Aside from practicing as an OB/GYN, Dr. Charles Zonfa is the physician director of risk management and patient safety for Ohio Permanente Medical Group. In that position, he links three major programs: quality, patient safety and risk management.
“Because a lot of our patient safety initiatives are aimed at improving quality, it’s essential that once you identify areas where there are quality deficits or areas to be focused on for improvement, you have to have a way to address those gaps with patient safety initiatives,” Zonfa says.
“For example, there are a lot of governing bodies that say there are certain aspects of patient safety that should be the focus for each individual year. We try to incorporate those within our quality programs and develop initiatives or do process improvement around certain safety initiatives.”
Smart Business spoke with Zonfa about several new patient safety initiatives and why employers should care about them.
Why should employers shift their concentration to patient safety and a health plan’s quality programs?
When you are looking for a health care plan to assume the care of your work force, the first thing you want is a company that is dedicated to or obsessed with patient safety. If they aren’t, you face a higher risk of medical error and other problems. Then, your employees are not just going to be out of work for the procedure they had done, but for any complications or other unnecessary outcomes that could affect their ability to come back to work for weeks.
Health plans can impact the actual productivity employees have in the workplace by focusing on the quality they provide. There is a true dollar value attached to how long employees are out of work, which is related to the health plan’s ability to provide top-notch care.
One of the biggest concerns we hear from employer groups is if a part of their work force is out, their entire company’s productivity is impacted. That’s why it’s important to have a health plan that supplies high-quality care.

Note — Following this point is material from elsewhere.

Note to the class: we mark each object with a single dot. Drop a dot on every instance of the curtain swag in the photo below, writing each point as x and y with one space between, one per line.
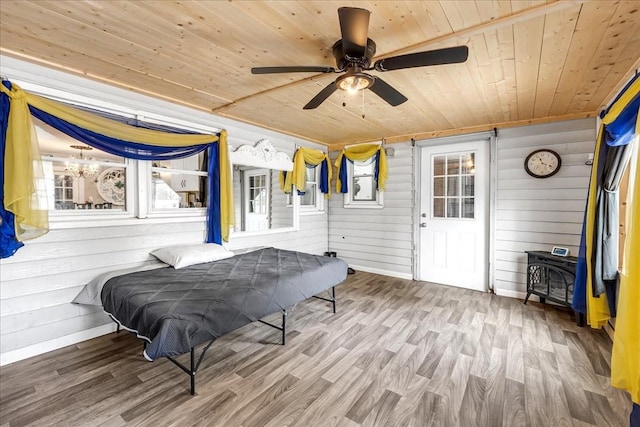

Say an employee goes in for an outpatient procedure and is only supposed to be out one to two days. If there is a complication because of a medical error, now the person is out for three to four weeks.
You can’t really argue with the fact that if the clinical staff had been better prepared for any situation, it would have lessened the chance of the employee missing four weeks of work.
How are health care providers developing ways to improve patient safety?
A major patient safety initiative study showed there are nearly 98,000 deaths related to medical errors per year. To address this issue, we looked at other industries with an obsession with safety, like nuclear power plants or air travel. Why is their error rate so low? What is inherent in these industries that allows them to achieve such high results?
We found that these industries have certain characteristics, like this obsession with safety, and a culture where everyone from the newest hire to the CEO can identify safety risks and feel comfortable addressing those risks.
Medicine was the complete opposite. Doctors were at the top and everybody else had to fall in line. Front line employees didn’t feel secure enough to bring up any safety concerns. By empowering people to speak up and bring safety concerns up to administrators, you can promote a culture of safety.
What types of programs have been developed to improve patient safety?
One major initiative is medication reconciliation. Basically, this process checks if patients are taking the medications prescribed for them correctly and with consistency.
Many patients aren’t taking their medications correctly, not because they don’t want to, but because the instructions leave room for interpretation.
So we developed a process to make sure that when someone has an interaction with a caregiver at one of our facilities, we check the medication list and ensure that they are taking the medications prescribed to them correctly.
What is being done to reduce medical error?
There are three key components: communication between individuals, human factors and simulation training.
Seventy-five percent of medical errors are due to communication problems. So we used a method of communication called SBAR to develop a concise way to communicate more effectively between everyone in the organization.
S stands for situation, the headline. B is the background what led up to that point. A is your assessment of the situation. R is your recommendation. So if you have a patient in cardiac arrest, instead of giving too much information, you can communicate quickly and clearly.
We train our people on the human factors innate human characteristics that can lead to errors: fatigue, fixation on certain tasks, tunnel vision. Then, we determine what we can do in our systems to reduce those types of errors.
We also rehearse emergencies, like they do in the airline industry. Every pilot has to clock so many hours in a flight simulator. We created something similar. Say someone goes into cardiac arrest in a doctor’s office. You have to train the staff for what to do in that situation.
One of the first areas we looked at was the perinatal arena (the time period immediately before and after birth). Based on the amount of payouts we have, we know that that is where there is the highest risk. Studies of medical errors in the perinatal unit show you can boil them down to five main causes. So we started rehearsing these causes in real time, with real staff performing their normal functions. These medical simulations have been expanded to almost every department in the ongoing effort to reduce adverse events and prevent the preventable.
Dr. Charles Zonfa is the physician director of risk management and patient safety for Ohio Permanente Medical Group.